Chart 2A: Gifted student value-added index scores, by school building, 2012-13
Chart 2B: Gifted student value-added letter grades, by school building, 2012-13
Chart 3A: Lowest 20% achieving student value-added index scores, by school building, 2012-13
Chart 3B: Lowest 20% achieving student value-added letter grades, by school building, 2012-13
Chart 4A: Special education student value-added index scores, by school building, 2012-13
Chart 4B: Special education student value-added letter grades, by school building, 2012-13
It is critical that Ohio gets its value-added system right. Measuring school performance by raw student achievement is simply not enough—it systemically disadvantages poor schools and it creates perverse incentives for school behavior. For example, under pure accountability for student achievement, schools—especially schools of choice—could be incentivized to “strategically” admit higher-achieving students while ignoring low-achievers, in order to raise their achievement score. This type of behavior may be appropriate for businesses in how they hire, fire, and treat adult workers, but it is questionable behavior for how schools educate students.
So, is Ohio’s value-added system on target?

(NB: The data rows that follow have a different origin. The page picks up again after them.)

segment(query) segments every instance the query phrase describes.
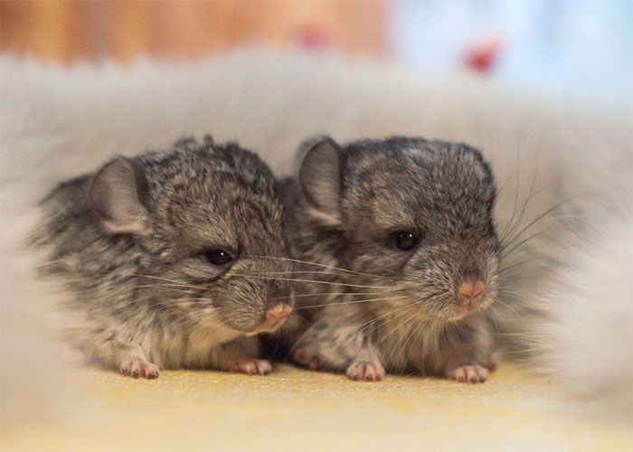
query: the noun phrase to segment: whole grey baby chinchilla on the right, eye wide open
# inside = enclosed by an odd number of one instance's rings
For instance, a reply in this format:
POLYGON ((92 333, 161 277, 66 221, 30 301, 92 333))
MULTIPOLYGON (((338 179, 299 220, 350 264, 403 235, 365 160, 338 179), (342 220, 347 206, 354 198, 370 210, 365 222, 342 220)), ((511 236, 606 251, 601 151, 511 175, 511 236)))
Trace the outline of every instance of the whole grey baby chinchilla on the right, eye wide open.
POLYGON ((353 380, 387 369, 486 381, 500 247, 482 155, 405 137, 304 148, 288 221, 298 256, 319 264, 306 264, 316 282, 298 298, 309 327, 293 359, 353 380))

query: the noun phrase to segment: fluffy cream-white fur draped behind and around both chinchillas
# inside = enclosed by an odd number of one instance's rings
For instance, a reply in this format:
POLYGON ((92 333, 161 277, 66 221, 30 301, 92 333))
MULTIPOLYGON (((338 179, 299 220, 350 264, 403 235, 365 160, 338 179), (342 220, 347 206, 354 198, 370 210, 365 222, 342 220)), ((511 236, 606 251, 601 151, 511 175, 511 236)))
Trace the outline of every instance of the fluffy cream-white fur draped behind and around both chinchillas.
MULTIPOLYGON (((630 231, 630 211, 609 232, 584 232, 588 221, 596 222, 597 206, 600 220, 610 218, 611 206, 631 194, 622 184, 631 176, 627 108, 553 105, 486 80, 429 82, 369 63, 260 51, 177 67, 141 61, 131 68, 64 70, 11 59, 1 65, 3 422, 71 416, 68 400, 80 398, 65 349, 44 330, 51 318, 46 306, 63 294, 34 284, 33 257, 22 250, 37 200, 115 153, 136 155, 205 133, 259 151, 278 174, 291 172, 296 147, 315 133, 344 142, 413 135, 481 148, 500 185, 499 228, 509 225, 507 231, 522 234, 516 243, 524 241, 508 259, 517 266, 517 289, 508 299, 515 306, 531 306, 534 297, 552 300, 562 289, 542 284, 553 274, 543 265, 574 264, 561 277, 573 290, 563 291, 562 304, 548 302, 559 321, 551 325, 560 327, 545 328, 552 338, 546 349, 562 358, 539 365, 562 376, 574 393, 598 390, 591 391, 595 398, 619 388, 619 398, 630 400, 631 240, 622 237, 630 231), (559 202, 555 215, 540 219, 559 202), (581 258, 567 257, 570 244, 581 258), (534 256, 538 265, 523 264, 534 256)), ((514 309, 501 319, 508 329, 514 309)), ((541 326, 522 325, 522 333, 541 326)))

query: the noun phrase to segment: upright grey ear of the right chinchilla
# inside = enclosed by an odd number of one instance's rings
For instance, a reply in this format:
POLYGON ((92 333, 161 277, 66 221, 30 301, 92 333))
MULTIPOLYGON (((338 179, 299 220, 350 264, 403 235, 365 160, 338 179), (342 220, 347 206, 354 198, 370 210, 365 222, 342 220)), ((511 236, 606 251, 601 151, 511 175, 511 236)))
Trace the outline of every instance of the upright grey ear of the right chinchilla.
POLYGON ((310 212, 336 225, 341 221, 341 148, 330 137, 314 138, 303 148, 307 154, 299 167, 299 184, 310 212))

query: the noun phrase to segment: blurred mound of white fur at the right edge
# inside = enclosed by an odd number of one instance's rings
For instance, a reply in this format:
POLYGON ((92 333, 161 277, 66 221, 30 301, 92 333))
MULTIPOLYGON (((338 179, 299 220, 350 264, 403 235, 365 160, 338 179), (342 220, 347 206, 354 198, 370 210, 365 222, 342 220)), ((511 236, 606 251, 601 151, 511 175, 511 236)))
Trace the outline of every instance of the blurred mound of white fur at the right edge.
POLYGON ((621 212, 606 213, 556 272, 543 297, 539 363, 575 399, 609 414, 633 410, 633 215, 630 191, 621 212))

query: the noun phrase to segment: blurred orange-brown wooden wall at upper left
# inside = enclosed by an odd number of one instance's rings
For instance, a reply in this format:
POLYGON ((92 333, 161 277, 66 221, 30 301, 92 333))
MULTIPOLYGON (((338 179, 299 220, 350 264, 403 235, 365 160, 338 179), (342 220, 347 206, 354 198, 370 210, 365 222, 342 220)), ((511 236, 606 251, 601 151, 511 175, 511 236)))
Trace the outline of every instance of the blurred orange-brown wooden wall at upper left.
POLYGON ((191 60, 263 43, 380 57, 386 0, 2 0, 0 50, 71 62, 191 60))

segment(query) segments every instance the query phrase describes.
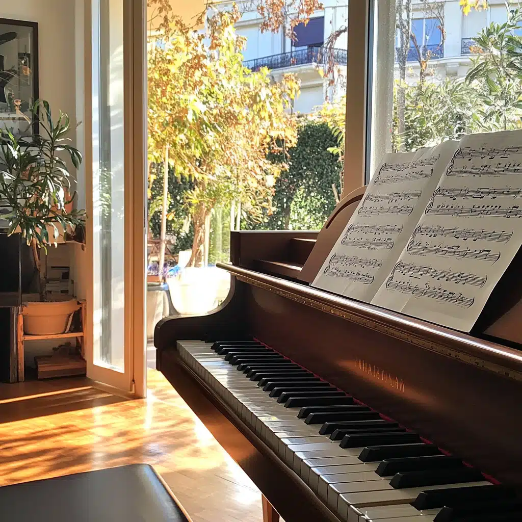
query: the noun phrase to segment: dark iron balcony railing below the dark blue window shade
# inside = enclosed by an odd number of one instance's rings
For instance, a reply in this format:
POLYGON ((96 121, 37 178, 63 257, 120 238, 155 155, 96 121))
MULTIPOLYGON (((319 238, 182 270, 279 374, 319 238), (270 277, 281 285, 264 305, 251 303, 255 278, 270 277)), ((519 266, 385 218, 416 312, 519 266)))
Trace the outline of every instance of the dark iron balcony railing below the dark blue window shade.
MULTIPOLYGON (((347 65, 348 52, 345 49, 334 49, 333 55, 335 64, 347 65)), ((243 62, 243 65, 256 72, 262 67, 284 69, 305 64, 324 64, 327 60, 322 47, 307 47, 293 49, 289 53, 272 54, 271 56, 247 60, 243 62)))

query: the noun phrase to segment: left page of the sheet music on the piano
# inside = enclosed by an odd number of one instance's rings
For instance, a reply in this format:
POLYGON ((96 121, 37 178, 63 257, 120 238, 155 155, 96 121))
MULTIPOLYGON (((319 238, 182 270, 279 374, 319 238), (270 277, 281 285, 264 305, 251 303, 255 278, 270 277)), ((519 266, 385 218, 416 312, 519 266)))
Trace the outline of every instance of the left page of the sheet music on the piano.
POLYGON ((370 302, 410 238, 457 141, 388 153, 313 286, 370 302))

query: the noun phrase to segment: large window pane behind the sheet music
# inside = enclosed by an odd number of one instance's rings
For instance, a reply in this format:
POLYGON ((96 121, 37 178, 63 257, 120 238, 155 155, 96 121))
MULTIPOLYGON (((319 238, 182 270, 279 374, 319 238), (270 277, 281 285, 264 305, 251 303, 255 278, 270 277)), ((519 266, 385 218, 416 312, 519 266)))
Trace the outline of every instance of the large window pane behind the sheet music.
POLYGON ((522 14, 515 5, 462 4, 377 3, 373 165, 384 151, 520 127, 522 77, 513 70, 522 63, 522 14))

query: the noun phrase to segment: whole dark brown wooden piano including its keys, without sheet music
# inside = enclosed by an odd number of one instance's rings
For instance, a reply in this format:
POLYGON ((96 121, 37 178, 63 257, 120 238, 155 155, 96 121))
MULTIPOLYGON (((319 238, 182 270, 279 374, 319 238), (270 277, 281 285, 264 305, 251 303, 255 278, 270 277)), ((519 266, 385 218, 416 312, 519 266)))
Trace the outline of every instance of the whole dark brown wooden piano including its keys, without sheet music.
POLYGON ((163 319, 157 368, 266 520, 522 520, 520 256, 471 334, 312 288, 363 193, 319 233, 232 232, 228 298, 163 319))

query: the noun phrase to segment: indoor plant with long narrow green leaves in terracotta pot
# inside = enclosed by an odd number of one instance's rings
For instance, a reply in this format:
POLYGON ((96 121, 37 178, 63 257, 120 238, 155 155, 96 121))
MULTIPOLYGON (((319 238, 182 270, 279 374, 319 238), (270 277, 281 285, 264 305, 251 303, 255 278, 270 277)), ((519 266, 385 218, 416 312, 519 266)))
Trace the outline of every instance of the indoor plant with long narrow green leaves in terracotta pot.
POLYGON ((69 317, 78 309, 76 299, 49 301, 42 251, 84 227, 85 211, 73 210, 76 192, 70 194, 69 162, 77 169, 81 154, 67 134, 70 120, 60 112, 54 122, 49 103, 33 106, 39 132, 17 138, 0 129, 0 213, 7 221, 8 234, 21 234, 32 248, 38 268, 39 301, 24 303, 24 330, 27 334, 61 334, 69 317))

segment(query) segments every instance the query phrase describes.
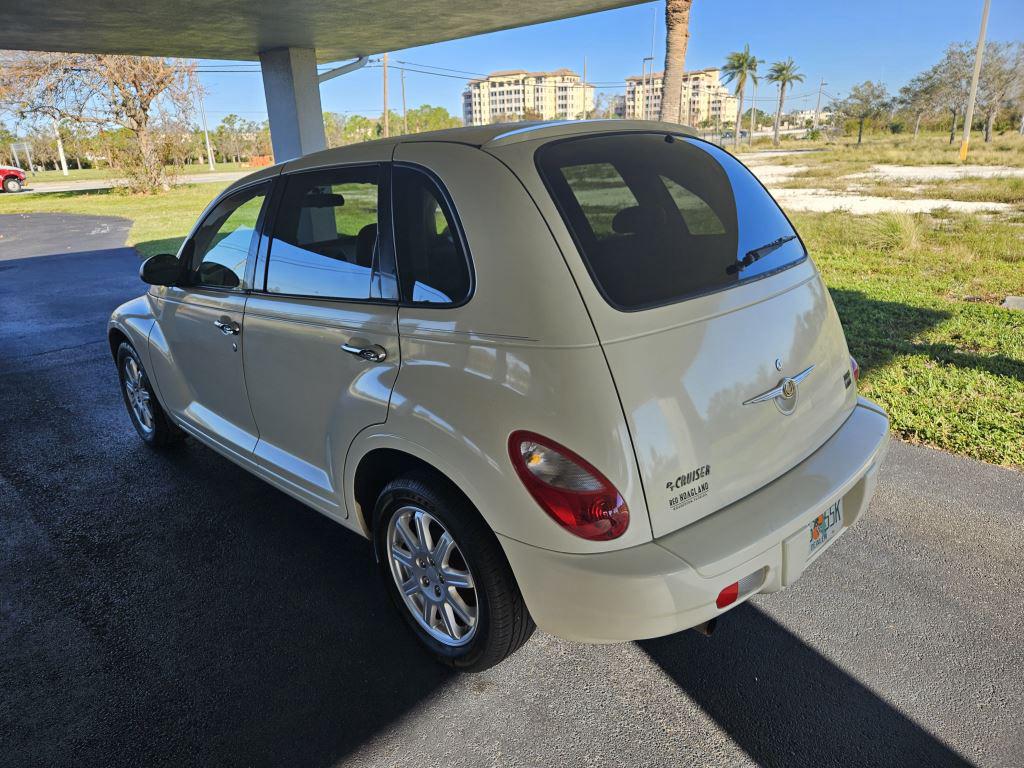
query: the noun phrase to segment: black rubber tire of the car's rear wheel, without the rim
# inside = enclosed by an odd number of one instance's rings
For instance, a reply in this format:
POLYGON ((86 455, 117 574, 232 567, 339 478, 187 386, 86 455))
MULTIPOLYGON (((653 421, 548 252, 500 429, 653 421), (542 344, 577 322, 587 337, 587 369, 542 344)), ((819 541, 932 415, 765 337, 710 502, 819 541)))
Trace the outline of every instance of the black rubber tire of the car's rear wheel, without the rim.
POLYGON ((441 664, 461 672, 482 672, 514 653, 534 634, 536 625, 501 545, 479 513, 443 478, 416 471, 391 480, 374 509, 374 547, 391 602, 420 642, 441 664), (450 532, 472 574, 476 629, 465 645, 453 647, 434 639, 413 615, 392 574, 387 542, 389 524, 399 510, 410 506, 426 511, 450 532))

On the one hand, I’m fairly convinced that the value-added model does not harm or help schools based on student demography—at least, along the two key variables the state keeps tabs on (economic disadvantage and race). On the other hand, a level playing field for schools isn’t all we want. In my view, we also want a system that produces numerical output that has meaning. I remain skeptical about whether the index scores provide interpretable and practical information for policymakers and school leaders. Additionally, we also want a letter grading system that accurately identifies high- and low-performing schools, based on the distribution of the data. According to the charts, it does not appear that Ohio has gotten this right, especially for its “overall” value-added grades. Finally, in my opinion, we should want a more transparent system of calculating value-added (a topic for another post).
Maybe Ohio is getting closer. But, I’m just not sure we’re there yet.
[1] Once the state has three years of subgroup data, a 3-year “average composite” value-added index score will be calculated for subgroups. An “index” score is the value-added gain score divided by the standard error.
[2] Daniel Koretz, Measuring Up: What Educational Testing Really Tells Us (pg. 79) argues that a properly designed assessment will yield scores that roughly approximate a normal distribution. Does the relatively normal distribution of school-level value-added scores reflect an underlying “bell-curve” of student test scores across the state?